The worst feeling for an investor is not missing a successful deal they didn't understand, but investing against their own judgment in a company that ultimately fails. This emotional cost of violating one's own conviction outweighs the FOMO of passing on a hot deal.

To avoid confirmation bias and make disciplined capital allocation decisions, investors should treat every follow-on opportunity in a portfolio company as if it were a brand-new deal. This involves a full 're-underwriting' process, assessing the current state and future potential without prejudice from past involvement.

An investor's best career P&L winners are not immediate yeses. They often involve an initial pass by either the investor or the company. This shows that timing and building relationships over multiple rounds can be more crucial than a single early-stage decision, as a 'missed round' isn't a 'missed company'.

Top VCs' biggest regrets come from passing on genuinely 'great' founders over solvable diligence issues. Mike Maples Jr. advises that when you encounter this rare trait, you should invest immediately, even if the business model is unclear.

While it's easy to stop funding obviously failing companies, the most difficult decisions involve startups that are doing okay but are not on a trajectory for venture-scale returns. The emotional challenge for VCs is balancing their supportive, founder-friendly role with the tough-minded discipline required for their LPs.

The most critical decision in venture isn't the final investment vote but the mid-funnel choice of which companies get a deep look.
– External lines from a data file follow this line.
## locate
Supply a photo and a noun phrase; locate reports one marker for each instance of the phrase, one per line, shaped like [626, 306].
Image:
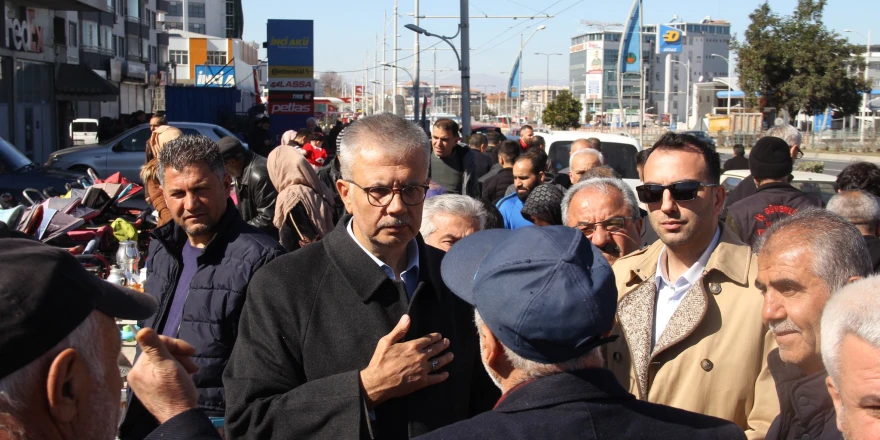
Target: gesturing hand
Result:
[400, 368]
The costliest errors are false negatives—great companies dismissed prematurely. Firms should therefore optimize process hygiene at this stage, implementing mandatory post-meeting debriefs to avoid these misses.

A truly exceptional founder is a talent magnet who will relentlessly iterate until they find a winning model. Rejecting a partnership based on a weak initial idea is a mistake; the founder's talent is the real asset. They will likely pivot to a much bigger opportunity.

Reframe the pitch meeting from a judgment session to a mutual evaluation. Founders are selecting a partner for 7-10 years and must assess the investor for chemistry and fit, rather than just seeking capital from a position of need.

Jim Tannenbaum of Foresight Capital regrets passing on Bridge Bio partly because his team wasn't aggressive enough in tracking the company to invest in a subsequent round. A 'no for now' decision should trigger a process for re-evaluating the opportunity later, not be a final dismissal.